The Reading List – June 2019
Are you going to Glastonbury this weekend? Unlikely, unless you’re some kind of super-organised, Excel-sheet-using, super-fast-wi-fi ninja. So why not spend the weekend reading some of June’s best articles? This month we’ve got reflections on modern media, social trends and everything you need to know about the ‘hun’.
Who will pay for trusted news? (Rory Cellan Jones, BBC)
The good news is that people are worried about misinformation, and are willing to seek out reputable, trustworthy news sources.
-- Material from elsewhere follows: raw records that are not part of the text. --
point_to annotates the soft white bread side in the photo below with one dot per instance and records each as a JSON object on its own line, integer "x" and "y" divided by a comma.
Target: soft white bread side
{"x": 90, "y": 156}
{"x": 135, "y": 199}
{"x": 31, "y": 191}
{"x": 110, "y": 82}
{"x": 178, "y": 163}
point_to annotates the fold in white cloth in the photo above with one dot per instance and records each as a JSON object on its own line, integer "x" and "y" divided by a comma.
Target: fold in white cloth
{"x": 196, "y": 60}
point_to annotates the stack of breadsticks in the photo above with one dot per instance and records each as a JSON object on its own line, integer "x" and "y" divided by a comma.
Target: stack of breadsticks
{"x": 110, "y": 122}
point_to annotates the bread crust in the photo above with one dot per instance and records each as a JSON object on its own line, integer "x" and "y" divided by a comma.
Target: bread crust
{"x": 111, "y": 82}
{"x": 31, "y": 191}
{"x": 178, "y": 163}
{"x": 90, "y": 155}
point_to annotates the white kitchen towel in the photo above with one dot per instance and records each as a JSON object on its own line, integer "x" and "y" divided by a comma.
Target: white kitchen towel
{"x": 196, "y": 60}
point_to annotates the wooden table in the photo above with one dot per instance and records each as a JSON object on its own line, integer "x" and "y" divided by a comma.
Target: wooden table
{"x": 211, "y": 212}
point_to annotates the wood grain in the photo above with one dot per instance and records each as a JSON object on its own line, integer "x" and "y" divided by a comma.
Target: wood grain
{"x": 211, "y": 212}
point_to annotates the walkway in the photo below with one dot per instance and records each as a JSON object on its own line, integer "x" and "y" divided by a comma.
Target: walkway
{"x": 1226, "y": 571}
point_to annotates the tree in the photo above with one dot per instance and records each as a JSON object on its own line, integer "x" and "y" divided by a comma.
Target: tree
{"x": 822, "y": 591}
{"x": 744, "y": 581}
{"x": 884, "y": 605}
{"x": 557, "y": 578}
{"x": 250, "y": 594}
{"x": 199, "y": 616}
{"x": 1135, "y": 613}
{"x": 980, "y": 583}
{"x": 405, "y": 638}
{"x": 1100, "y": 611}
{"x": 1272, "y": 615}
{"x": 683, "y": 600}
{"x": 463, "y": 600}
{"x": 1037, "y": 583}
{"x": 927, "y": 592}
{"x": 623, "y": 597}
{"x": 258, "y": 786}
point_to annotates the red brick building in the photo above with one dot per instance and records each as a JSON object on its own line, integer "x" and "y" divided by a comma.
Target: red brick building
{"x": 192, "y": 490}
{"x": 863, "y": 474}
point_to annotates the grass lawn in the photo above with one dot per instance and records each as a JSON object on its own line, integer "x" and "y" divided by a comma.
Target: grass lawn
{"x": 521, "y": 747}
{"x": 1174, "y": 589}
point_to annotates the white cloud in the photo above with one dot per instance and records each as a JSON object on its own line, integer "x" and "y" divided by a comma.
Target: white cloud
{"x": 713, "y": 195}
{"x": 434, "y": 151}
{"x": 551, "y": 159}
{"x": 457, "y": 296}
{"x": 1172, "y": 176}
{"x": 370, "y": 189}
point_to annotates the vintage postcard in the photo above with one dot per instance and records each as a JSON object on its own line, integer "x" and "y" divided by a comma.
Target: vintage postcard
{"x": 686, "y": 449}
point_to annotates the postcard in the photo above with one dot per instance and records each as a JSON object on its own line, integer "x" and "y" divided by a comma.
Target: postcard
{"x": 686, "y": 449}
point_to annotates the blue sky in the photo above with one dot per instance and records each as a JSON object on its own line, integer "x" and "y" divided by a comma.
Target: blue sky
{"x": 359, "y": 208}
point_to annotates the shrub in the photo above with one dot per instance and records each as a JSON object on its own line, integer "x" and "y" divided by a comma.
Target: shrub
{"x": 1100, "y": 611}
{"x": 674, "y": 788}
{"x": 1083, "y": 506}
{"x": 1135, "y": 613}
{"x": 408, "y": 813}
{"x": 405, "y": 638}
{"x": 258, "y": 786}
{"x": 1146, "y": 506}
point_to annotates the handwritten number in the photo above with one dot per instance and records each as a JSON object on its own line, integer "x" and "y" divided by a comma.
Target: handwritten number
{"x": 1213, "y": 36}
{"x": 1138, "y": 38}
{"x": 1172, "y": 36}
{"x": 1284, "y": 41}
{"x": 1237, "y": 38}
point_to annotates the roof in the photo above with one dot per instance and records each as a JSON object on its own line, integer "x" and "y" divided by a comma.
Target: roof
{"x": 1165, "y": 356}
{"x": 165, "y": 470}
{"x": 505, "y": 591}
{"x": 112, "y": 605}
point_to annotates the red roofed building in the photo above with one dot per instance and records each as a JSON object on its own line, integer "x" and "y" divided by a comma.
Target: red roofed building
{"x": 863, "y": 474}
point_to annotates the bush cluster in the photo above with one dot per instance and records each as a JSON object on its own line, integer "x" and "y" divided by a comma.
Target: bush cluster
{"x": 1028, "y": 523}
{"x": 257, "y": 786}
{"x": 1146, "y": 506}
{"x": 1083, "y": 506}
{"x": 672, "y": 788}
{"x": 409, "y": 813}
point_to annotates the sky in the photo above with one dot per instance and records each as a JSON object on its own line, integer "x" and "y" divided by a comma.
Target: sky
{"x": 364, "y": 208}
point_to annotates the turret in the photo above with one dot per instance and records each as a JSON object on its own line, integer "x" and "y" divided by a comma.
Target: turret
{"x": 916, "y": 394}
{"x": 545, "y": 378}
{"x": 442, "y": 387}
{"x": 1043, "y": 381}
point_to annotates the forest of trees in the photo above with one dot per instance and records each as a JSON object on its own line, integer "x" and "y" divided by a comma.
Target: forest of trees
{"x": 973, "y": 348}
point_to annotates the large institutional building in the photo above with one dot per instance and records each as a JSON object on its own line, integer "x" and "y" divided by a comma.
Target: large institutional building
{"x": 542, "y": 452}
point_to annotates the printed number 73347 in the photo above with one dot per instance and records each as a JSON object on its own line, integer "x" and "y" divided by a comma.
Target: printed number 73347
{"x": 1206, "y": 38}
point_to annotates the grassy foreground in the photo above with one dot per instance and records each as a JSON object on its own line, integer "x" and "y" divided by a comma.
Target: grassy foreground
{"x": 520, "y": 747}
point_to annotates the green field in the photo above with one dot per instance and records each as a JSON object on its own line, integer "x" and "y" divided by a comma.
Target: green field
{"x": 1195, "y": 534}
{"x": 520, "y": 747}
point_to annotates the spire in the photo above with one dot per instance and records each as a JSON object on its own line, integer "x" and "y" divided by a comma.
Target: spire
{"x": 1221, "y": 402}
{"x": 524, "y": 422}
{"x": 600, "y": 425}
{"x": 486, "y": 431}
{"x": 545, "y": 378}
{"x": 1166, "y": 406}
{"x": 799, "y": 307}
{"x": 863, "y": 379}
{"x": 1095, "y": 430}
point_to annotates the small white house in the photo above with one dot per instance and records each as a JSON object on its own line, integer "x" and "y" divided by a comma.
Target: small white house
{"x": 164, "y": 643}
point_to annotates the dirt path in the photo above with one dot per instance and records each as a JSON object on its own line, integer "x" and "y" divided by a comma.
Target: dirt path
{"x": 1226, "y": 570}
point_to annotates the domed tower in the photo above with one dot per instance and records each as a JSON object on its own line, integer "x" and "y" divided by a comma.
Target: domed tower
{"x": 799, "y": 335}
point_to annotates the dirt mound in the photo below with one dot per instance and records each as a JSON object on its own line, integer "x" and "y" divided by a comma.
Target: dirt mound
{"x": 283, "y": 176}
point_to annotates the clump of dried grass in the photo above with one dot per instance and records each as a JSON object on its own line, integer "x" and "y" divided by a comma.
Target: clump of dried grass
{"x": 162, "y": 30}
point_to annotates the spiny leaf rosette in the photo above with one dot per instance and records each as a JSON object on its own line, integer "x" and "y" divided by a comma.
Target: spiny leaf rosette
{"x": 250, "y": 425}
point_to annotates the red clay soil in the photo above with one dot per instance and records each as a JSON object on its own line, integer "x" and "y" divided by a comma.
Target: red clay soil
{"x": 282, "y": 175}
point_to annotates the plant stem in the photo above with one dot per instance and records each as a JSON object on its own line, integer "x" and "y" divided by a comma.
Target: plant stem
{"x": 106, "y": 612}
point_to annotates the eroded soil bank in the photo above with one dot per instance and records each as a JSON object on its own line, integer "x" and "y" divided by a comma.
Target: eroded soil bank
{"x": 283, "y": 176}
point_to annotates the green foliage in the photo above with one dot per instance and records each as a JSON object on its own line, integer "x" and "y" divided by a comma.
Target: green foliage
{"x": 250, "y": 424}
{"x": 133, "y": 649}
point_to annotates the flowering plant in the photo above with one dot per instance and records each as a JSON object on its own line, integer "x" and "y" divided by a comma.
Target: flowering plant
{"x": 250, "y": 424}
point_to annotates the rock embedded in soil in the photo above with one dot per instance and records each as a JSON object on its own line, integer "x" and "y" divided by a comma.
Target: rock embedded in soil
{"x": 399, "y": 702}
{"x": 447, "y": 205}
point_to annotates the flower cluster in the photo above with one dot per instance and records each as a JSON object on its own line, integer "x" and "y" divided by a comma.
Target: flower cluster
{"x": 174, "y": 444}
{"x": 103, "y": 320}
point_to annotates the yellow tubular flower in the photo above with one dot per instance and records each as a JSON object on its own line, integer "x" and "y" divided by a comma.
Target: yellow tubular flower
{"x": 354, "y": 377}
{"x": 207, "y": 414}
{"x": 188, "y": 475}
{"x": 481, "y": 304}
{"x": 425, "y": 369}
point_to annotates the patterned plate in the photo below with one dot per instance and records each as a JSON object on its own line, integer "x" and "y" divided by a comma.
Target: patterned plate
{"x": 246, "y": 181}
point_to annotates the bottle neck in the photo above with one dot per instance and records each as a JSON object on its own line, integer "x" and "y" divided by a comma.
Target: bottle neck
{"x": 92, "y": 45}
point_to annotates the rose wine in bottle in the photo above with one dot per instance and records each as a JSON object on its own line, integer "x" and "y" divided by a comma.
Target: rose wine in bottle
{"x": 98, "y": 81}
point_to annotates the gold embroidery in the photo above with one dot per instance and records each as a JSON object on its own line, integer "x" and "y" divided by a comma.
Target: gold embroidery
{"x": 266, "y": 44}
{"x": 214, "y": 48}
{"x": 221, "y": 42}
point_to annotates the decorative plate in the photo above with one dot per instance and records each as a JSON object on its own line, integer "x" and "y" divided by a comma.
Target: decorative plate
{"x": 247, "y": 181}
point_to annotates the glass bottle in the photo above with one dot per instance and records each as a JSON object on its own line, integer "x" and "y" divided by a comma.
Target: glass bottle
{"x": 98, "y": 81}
The bad news? They’re still not willing to pay for it.
The Wild Ride at Babe.Net (Allison P. Davis, The Cut)
Whatever happened to Babe.Net, the controversial publication for young women that broke the Azis Ansari story? A male leader and a party culture that blurred work and personal life led to a problematic environment that was more exploitation than empowerment post-#MeToo.
Instagram lets you see what it thinks you like, and the results are bizarre (Chloe Bryan, Mashable)
This article is not very thought-provoking. But it is funny. If you’ve not yet looked up your Instagram ad settings then do it now, and find out that you’re into Mexican wrestling, pickling and Arctic cruises.
Smack my Pitch Up (Alex Myers, Incite)
Paying agencies for pitches – wishful thinking or an efficient solution to an industry-wide problem? Alex Myers, founder and CEO at Manifest, argues that industry-wide adoption of a pay-per-pitch model would benefit and protect agencies, and help brands secure better outcomes.
A Brief History of the Hun, the Most Relatable Woman in Britain (Hannah Ewens, Vice)
What’s behind the UK’s love of the hun? Britain’s answer to ‘basic’ and the evolution of the ‘ladette’, the hun doesn’t put on a poised, public face. Despite striving for self-improvement, she publicly succumbs to the same, everyday vices we all do, and has fun doing it. Long live the hun!